Received 20 February 2014; Accepted 14 June 2014; Published 8 July 2014

Academic Editor: Jong-Hyuk Park

Copyright © 2014 Ye-In Seol and Young-Kuk Kim. This is an open access article distributed under the Creative Commons Attribution License, which permits unrestricted use, distribution, and reproduction in any medium, provided the original work is properly cited.
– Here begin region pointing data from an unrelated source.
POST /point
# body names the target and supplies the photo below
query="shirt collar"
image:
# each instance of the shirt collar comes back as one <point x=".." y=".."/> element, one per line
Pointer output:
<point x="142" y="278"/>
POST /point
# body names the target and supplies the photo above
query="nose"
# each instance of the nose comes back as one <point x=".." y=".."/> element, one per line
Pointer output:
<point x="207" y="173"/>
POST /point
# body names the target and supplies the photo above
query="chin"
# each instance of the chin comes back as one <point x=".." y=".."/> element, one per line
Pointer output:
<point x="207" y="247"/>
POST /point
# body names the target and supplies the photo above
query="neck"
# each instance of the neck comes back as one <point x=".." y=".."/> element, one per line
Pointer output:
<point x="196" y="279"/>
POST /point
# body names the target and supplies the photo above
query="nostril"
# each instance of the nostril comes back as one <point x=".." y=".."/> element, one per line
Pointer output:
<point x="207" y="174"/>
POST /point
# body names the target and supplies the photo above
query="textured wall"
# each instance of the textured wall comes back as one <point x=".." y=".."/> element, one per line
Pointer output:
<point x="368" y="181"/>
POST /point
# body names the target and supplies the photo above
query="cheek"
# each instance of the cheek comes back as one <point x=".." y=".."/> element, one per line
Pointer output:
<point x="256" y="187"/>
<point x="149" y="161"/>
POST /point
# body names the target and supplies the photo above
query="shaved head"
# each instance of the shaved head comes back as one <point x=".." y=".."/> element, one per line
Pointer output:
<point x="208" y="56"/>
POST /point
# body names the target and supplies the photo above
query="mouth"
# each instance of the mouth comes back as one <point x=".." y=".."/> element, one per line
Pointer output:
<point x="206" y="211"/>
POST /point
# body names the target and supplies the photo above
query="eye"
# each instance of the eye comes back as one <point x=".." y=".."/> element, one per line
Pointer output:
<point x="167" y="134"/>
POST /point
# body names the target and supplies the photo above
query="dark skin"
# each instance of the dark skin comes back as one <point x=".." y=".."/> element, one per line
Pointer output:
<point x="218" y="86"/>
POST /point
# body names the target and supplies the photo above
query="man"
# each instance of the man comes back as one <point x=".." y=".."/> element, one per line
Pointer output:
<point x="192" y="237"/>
Power-aware scheduling reduces CPU energy consumption in hard real-time systems through dynamic voltage scaling (DVS). In this paper, we deal with pinwheel task model which is known as static and predictable task model and could be applied to various embedded or ubiquitous systems. In pinwheel task model, each task’s priority is static and its execution sequence could be predetermined. There have been many static approaches to power-aware scheduling in pinwheel task model. But, in this paper, we will show that the dynamic priority scheduling results in power-aware scheduling could be applied to pinwheel task model. This method is more effective than adopting the previous static priority scheduling methods in saving energy consumption and, for the system being still static, it is more tractable and applicable to small sized embedded or ubiquitous computing. Also, we introduce a novel power-aware scheduling algorithm which exploits all slacks under preemptive earliest-deadline first scheduling which is optimal in uniprocessor system. The dynamic priority method presented in this paper could be applied directly to static systems of pinwheel task model. The simulation results show that the proposed algorithm with the algorithmic complexity of O(n) reduces the energy consumption by 10–80% over the existing algorithms.